Histone modifications (HM) and transcription factors (TF) are aberrantly regulated in the pathogenesis of humans and are a major class of cancer cell dependencies. Precise detection of HM and TF binding genome-wide is essential for a better understanding of cancer epigenetics. Cleavage Under Targets & Tagmentation (CUT&Tag) is an easy and low-cost epigenomic profiling method that can be performed on a low number of cells and on the single-cell level. A large number of CUT&Tag datasets have been generated in cancer samples, providing a valuable resource. Unbiased analysis of CUT&Tag data is important for cancer epigenetics research. CUT&Tag experiments rely on the hyperactive transposase Tn5 for tagmentation. We performed integrative analysis of CUT&Tag and other high-throughput data, and found that Tn5 is subject to intrinsic sequence insertion biases (intrinsic biases). Preference of Tn5 captured reads toward chromatin accessibility regions (open chromatin biases) also confound the distribution of CUT&Tag reads. Both sources of biases confound the analysis of CUT&Tag data, especially for factors that are not expected to associate with accessible chromatin. High sparsity of single-cell data makes the effect of both biases more substantial compared to bulk data. We present a computational model for accurate characterization and quantitative estimation of biases in CUT&Tag data. This model paved the way for further development of computational tools for improving both bulk and single-cell CUT&Tag data analysis.

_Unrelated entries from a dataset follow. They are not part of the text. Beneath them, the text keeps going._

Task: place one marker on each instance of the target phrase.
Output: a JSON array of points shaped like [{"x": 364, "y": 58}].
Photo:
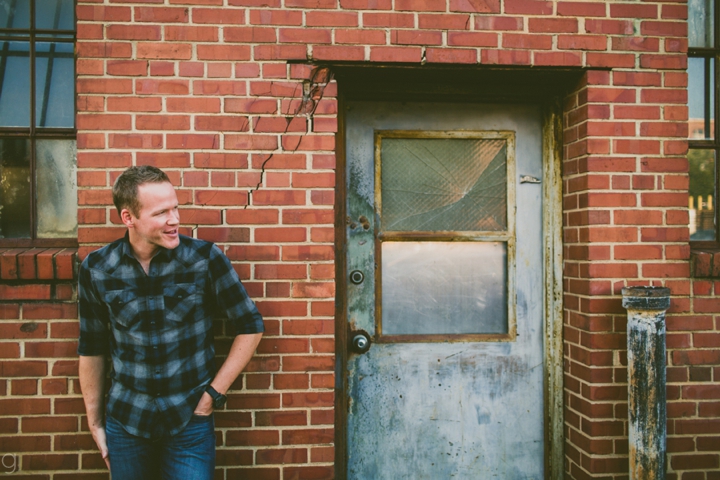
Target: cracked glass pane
[
  {"x": 56, "y": 169},
  {"x": 444, "y": 184},
  {"x": 444, "y": 288}
]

Citation Format: Sheng'en Hu, Qingying Chen, Chongzhi Zang. Accurate estimation of open chromatin and intrinsic biases in bulk and single-cell CUT&Tag data [abstract]. In: Proceedings of the American Association for Cancer Research Annual Meeting 2023; Part 1 (Regular and Invited Abstracts); 2023 Apr 14-19; Orlando, FL. Philadelphia (PA): AACR; Cancer Res 2023;83(7_Suppl):Abstract nr 871.